On the next window you can modify various extraction parameters and the structure of the output table. Here is the list of parameters and their functions:
| Id Column Name |
If specified, adds an Id Column to the generated table with the given name. This Id can be then gathered by using the ID_{Table Name} property gatherer to keep rows in different tables related to each other in a coherent way.
| Column Name |
The name of the column in the data table where the data will be extracted.
| Kind Name |
The Kind to be extracted.
| Property |
The Property to be extracted from the selected Kind. Only Extraction Properties will be listed. These properties can be set from the Project -> Options menu item.
| Req. Mode |
Requirement Mode. Determines whether the required amount must be at least or exactly the amount given in the Req. Amount column.
| Req. Amount |
Required Amount. The amount of elements that must be selected. If the requirement is not met, a Message Box will appear.
| Unique |
Causes this column to be the or one of the columns that are used by the Extract action to uniquely identify a row. If more than one Unique column is used, every distinct occurrence of all Unique columns considered together will serve as the row identifier.
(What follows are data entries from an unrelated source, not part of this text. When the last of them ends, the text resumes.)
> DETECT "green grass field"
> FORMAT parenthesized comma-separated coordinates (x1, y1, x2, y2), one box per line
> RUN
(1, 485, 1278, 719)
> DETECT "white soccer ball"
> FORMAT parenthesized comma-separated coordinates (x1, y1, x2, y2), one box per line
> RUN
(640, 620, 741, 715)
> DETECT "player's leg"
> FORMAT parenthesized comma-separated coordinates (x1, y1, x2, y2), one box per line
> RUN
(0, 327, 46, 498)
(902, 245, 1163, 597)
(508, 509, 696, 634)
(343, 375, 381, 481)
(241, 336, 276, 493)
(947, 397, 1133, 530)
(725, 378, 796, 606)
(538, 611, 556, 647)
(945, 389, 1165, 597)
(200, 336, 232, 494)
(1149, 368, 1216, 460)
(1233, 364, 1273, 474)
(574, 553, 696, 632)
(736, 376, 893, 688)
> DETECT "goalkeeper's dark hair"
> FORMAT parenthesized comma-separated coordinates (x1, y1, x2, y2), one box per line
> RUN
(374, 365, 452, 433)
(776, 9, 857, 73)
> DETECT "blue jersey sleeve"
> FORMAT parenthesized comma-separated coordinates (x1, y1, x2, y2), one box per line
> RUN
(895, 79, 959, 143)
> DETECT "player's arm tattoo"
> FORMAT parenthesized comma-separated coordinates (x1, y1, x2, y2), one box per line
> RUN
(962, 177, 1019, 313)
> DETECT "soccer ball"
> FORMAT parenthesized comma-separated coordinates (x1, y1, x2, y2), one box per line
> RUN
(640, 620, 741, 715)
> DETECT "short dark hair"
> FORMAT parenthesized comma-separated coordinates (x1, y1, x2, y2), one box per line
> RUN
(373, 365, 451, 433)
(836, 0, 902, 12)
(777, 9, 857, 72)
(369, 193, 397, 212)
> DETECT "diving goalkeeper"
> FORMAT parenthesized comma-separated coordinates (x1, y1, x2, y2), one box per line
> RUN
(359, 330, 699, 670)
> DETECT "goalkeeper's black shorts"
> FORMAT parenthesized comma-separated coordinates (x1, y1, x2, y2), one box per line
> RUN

This means that a row where Column1's value is A, and Column2's value is B, will be considered as different than a row where Column1's value is A and Column2's value is C, despite the fact that Column1's value is A in both rows.
Whenever a row is about to be extracted, the target table will be queried for a row that matches the Unique columns to be extracted. If found, the row will be updated with the new non Unique values if these are different than the stored ones, or otherwise ignored.
| Download |
If checked, Helium Scraper will try to download the resource at the location given by the value of the selected Property. For example, setting the Property column to SrcAttribute will download the images if the selected Kind selects image elements. The value in the data table will be the name of the downloaded file instead of the value of the selected Property. The Downloads Folder can be set at Project -> Options in the main menu.
| Data Type |
Sets the Data Type of the column to be created. These are the available options:
| Custom DT |
Used when the Data Type field is set to Custom. Let you use any Jet SQL (MS Access) data type. When used, the Max Length field is ignored. Any parameter must be set in the Custom DT field itself.
| Max Length |
Used with theText and Numeric data types. See the Data Type field for details.
If the Simulate option is checked, no extraction will be performed, but information will be stored in the Virtual Tree as normally, except that elements "inserted" in the data table will have a NULL ID.
This action cannot contain child nodes.